Ertuğruloğlu, BM Genel Sekreteri’nin Kıbrıs konusundaki Kişisel Temsilcisi Maria Angela Holguin Cuellar’dan beklentinin, 6 ayı beklemeden “ortak zemin yoktur” diye BM Genel Sekreterini doğru bilgilendirmesi olduğunu belirtti.
Dışişleri Bakanlığı’ndan yapılan açıklamaya göre Dışişleri Bakanı Ertuğruloğlu, Kıbrıs Genç TV’de Burhan Canbaz’ın güncel konularla ilgili sorularını yanıtladı, değerlendirmelerde bulundu.

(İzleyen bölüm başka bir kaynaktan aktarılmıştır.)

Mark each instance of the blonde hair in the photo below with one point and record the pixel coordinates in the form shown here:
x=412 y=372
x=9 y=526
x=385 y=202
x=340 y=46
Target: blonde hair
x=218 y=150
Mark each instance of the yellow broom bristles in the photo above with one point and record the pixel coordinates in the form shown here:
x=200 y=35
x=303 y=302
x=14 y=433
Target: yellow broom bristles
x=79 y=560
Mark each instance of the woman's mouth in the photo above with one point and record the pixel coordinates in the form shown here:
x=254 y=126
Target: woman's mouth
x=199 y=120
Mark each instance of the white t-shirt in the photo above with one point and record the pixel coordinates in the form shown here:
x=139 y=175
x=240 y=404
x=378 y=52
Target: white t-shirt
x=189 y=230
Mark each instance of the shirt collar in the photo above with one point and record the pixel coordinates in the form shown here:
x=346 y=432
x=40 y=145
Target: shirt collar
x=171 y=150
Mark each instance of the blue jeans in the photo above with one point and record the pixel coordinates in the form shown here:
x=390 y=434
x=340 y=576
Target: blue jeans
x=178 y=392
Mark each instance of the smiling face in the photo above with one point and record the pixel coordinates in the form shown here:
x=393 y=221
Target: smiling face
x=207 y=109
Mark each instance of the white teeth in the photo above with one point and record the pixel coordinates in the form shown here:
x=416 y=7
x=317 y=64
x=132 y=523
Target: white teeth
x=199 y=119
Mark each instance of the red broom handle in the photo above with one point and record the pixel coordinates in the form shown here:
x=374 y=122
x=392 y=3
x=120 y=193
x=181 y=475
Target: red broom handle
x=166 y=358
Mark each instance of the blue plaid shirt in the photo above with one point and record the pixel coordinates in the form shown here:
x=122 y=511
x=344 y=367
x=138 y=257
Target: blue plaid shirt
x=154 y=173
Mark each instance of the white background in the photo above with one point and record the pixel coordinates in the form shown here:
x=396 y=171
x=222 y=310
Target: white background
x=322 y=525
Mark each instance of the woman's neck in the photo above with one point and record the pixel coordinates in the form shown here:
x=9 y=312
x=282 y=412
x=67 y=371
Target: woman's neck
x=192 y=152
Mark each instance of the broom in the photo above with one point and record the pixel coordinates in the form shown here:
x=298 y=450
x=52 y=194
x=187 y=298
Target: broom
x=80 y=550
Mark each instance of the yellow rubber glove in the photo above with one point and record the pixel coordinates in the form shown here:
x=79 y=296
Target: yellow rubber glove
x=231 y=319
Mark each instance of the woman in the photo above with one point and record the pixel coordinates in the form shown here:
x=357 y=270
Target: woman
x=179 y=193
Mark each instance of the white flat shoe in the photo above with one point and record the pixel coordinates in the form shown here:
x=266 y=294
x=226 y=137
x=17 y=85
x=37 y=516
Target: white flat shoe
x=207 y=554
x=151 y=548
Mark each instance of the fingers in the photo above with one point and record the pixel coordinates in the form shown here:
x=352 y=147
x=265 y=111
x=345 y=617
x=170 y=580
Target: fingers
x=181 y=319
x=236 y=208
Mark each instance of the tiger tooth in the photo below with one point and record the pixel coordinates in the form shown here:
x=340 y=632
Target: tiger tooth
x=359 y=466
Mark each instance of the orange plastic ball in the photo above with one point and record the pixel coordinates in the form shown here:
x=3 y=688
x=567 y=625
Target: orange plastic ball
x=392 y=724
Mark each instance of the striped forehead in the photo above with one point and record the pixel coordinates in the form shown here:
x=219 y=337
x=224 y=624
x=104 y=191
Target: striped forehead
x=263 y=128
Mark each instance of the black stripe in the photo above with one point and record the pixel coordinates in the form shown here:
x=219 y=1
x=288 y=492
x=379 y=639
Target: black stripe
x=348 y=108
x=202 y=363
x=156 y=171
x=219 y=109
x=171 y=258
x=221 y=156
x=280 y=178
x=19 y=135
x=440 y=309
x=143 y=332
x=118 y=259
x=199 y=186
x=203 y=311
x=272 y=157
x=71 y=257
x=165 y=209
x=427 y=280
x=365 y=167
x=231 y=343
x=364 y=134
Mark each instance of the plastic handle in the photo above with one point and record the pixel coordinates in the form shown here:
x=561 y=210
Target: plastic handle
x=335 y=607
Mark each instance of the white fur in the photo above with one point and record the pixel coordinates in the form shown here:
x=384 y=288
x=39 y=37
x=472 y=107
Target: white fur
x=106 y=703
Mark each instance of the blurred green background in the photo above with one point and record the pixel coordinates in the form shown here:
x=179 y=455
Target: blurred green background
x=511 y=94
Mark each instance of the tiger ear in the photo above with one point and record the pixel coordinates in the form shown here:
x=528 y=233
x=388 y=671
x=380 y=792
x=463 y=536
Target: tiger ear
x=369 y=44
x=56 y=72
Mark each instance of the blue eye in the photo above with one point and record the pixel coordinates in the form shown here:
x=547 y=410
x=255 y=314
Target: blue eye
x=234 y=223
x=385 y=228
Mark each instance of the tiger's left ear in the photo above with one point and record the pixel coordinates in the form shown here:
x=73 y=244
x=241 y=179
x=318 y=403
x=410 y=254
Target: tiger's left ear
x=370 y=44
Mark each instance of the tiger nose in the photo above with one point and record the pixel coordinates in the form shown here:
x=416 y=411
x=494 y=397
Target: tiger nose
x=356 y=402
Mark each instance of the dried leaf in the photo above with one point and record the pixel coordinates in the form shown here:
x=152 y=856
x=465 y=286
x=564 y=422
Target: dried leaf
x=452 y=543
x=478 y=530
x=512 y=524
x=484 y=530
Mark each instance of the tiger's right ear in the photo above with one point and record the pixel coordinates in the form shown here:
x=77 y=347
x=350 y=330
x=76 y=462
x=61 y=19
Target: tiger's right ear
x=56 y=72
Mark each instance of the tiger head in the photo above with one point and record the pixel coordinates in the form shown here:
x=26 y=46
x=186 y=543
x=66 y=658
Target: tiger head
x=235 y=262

Ankara’ya yaptığı ziyaretle ilgili, “Kıbrıs konusunda adım adım Ankara ile beraber hareket ediliyor” diyen Ertuğruloğlu, “BM Genel Sekreteri’nin Kıbrıs konusundaki Kişisel Temsilcisi Maria Angela Holguin Cuellar’ın atanma sürecinin başından beri yaklaşımın; ortak zemin yoktur ve olmayacaktır da. Bu kadar açık konuşan biri olarak söylüyorum bunu” dedi.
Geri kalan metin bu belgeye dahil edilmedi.